MANILA, Philippines – Bureau of Internal Revenue Commissioner Kim Henares said on Tuesday that she was still unsure of accepting the nomination to the post of Chief Justice but admitted that she could not pass up the chance to undertake reforms in the judiciary.
Henares addressed doubts that she would not be up to the job of leading the judiciary by saying she had the advantage of having had to deal with the imperfections of the judicial system.
“I fought for my right against illegal termination and I saw the hardships, the process. You will have to fight the system,” Henares told reporters at the traditional vin d’ honneur in Malacañang for the country’s 114th Independence Day anniversary.

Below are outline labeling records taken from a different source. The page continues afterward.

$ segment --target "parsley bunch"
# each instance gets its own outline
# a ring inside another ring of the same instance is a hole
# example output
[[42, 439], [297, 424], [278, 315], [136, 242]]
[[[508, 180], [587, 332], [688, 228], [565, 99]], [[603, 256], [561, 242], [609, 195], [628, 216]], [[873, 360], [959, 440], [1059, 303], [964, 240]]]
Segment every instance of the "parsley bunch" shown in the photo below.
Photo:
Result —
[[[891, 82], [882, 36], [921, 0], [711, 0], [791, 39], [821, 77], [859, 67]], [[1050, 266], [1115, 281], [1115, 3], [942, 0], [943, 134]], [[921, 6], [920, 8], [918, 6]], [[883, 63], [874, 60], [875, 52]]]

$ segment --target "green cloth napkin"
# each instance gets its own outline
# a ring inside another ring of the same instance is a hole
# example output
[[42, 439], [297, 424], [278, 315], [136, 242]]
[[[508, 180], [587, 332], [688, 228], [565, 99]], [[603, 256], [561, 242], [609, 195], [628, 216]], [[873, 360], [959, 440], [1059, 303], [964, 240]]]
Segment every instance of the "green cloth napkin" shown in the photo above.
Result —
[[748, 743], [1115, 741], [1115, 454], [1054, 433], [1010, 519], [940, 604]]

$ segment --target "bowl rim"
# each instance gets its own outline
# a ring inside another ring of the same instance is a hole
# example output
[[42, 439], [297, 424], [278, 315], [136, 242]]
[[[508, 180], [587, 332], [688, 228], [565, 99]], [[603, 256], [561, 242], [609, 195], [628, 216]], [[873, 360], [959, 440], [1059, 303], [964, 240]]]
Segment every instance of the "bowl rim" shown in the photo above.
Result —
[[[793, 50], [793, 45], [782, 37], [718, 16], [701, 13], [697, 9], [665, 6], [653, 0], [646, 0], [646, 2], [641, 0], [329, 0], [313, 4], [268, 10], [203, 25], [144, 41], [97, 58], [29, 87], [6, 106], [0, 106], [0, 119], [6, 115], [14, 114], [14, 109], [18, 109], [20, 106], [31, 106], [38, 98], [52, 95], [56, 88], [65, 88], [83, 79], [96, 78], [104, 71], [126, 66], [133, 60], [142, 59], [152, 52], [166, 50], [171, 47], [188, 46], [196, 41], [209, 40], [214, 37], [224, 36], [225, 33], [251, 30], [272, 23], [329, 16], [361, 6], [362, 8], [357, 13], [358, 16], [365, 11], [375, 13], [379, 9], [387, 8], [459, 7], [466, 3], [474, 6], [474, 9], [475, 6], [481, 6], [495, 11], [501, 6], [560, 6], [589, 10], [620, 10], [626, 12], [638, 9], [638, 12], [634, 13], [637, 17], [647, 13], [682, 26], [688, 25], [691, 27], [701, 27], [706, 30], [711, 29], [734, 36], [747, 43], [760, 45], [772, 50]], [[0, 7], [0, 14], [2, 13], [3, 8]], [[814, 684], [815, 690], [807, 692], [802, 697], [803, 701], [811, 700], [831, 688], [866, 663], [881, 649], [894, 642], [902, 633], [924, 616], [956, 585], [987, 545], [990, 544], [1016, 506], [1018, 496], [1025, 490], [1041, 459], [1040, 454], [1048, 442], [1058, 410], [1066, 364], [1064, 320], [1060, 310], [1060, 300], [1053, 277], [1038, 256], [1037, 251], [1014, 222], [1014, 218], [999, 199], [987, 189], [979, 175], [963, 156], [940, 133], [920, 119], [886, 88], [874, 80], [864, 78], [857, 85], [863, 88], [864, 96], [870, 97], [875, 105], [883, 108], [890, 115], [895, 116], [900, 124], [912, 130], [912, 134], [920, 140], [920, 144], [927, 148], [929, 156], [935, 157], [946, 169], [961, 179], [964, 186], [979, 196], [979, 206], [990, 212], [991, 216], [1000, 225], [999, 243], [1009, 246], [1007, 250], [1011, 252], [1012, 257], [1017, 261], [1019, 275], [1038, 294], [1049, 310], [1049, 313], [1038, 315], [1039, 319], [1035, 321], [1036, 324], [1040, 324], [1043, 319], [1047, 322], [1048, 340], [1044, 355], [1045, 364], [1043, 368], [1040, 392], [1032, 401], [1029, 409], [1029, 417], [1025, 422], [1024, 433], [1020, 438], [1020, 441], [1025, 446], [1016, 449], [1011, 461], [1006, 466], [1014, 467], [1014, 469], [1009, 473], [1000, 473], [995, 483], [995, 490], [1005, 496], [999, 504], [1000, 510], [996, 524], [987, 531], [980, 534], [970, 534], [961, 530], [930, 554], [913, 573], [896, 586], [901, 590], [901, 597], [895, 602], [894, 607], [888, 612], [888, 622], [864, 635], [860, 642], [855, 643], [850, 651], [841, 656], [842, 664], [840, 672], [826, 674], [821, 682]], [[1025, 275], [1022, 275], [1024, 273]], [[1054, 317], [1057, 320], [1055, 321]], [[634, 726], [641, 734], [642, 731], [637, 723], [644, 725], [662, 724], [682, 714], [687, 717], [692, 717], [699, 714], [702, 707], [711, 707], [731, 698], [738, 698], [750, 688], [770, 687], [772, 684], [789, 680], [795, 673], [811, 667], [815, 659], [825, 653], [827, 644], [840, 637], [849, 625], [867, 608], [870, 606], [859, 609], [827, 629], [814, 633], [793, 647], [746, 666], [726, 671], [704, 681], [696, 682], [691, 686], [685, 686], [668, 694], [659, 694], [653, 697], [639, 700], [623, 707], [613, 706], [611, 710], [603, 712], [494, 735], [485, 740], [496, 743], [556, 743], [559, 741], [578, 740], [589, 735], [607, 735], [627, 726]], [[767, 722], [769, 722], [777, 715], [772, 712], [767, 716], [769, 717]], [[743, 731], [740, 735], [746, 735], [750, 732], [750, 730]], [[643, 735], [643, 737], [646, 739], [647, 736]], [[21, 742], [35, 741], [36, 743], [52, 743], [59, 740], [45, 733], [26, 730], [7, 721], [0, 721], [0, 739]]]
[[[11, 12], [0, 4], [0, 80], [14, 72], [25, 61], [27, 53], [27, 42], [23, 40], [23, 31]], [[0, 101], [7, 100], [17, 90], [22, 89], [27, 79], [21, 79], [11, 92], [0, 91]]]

“You will have to fight the large law firm [that] does not even appear as lawyers but who are doing all the back-channeling. And I mean, what can be a better teacher than experiencing the judicial system yourself?” she added.
“You will have to fight the large law firm [that] does not even appear as lawyers but who are doing all the back-channeling. And I mean, what can be a better teacher than experiencing the judicial system yourself?” she added.
Henares was nominated for the Chief Justice position along with Solicitor General Francis Jardeleza, lawyer and women’s rights advocate Katrina Legarda, former Ateneo de Manila University law school dean Cesar Villanueva, Philippine Daily Inquirer columnist Raul Pangalangan, and former Laguna Assistant Provincial Prosecutor Marianito Sasondocillo.